The students in this class couldn’t have been more different from one another.  People graduating early, people repeating the course after failing.  I befriended a girl that was pregnant after her Junior year. Going to high school while pregnant just wasn’t done back then.  So, we all had different reasons for winding up in Mr. Meehan’s class. Because it was Summer School, it was a concentrated course, every day for three hours.

He was a big fan of Marshall McLuhan, and was fond of reminding us that “The Medium is the Message”.  He loved photography.  He was devoted to his wife, and talked about her often.  But, one of the things I loved most about the class was that every day, everyone had to bring in a “Quotable Quote”.  So, here were teenagers from all types of backgrounds, finding meaning through words every single day.  I did not understand how powerful that was at the time.  We would start class by going around the room, sharing a quote.

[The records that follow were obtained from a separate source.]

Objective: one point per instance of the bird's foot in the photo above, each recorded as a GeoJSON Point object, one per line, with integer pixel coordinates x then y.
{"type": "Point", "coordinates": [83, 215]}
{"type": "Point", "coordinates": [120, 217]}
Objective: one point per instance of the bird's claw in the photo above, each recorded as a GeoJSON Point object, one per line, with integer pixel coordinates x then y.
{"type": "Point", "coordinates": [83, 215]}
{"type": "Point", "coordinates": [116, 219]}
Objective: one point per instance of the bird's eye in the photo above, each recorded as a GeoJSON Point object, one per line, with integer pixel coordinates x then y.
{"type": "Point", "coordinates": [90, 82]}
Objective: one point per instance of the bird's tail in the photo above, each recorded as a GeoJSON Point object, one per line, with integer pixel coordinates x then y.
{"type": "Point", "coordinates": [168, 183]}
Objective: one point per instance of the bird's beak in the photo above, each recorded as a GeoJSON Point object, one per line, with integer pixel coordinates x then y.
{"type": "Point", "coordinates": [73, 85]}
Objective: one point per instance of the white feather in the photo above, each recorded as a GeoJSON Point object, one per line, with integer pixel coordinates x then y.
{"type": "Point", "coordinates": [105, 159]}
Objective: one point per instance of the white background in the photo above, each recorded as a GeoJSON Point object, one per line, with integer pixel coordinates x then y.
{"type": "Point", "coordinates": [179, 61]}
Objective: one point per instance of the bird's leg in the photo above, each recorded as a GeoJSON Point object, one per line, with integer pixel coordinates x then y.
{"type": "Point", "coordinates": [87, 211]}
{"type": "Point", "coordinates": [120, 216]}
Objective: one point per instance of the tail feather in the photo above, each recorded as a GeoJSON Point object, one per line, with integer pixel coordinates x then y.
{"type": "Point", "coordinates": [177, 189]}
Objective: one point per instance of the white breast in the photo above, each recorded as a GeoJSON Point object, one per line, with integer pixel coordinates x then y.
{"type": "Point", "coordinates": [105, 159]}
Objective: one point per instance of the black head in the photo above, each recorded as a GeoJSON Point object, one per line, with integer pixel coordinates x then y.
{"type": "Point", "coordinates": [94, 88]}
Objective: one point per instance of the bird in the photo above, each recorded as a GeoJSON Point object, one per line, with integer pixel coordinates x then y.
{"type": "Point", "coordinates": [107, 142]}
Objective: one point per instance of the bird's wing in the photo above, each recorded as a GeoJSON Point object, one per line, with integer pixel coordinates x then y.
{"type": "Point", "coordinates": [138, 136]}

Mr. Meehan retired in 1995 from teaching.  I looked him up online, and found his obituary from 2007.  It was on a Washington Post archive page, sandwiched between two ads for a Jeep Renegade.  Ironic… the medium is the message.  I’m not sure how he would have felt about that.  He did have a great sense of humor.   There were lots of students who poured out their hearts in the guest book on his obituary.  So, I know I’m not alone when I say he played a big part in my education and love for language, words, literature, and quotable quotes.

Here’s one for the road:

Let us remember: One book, one pen, one child, and one teacher can change the world.  – Malala Yousafzai, activist for female education and the youngest-ever Nobel Prize laureate.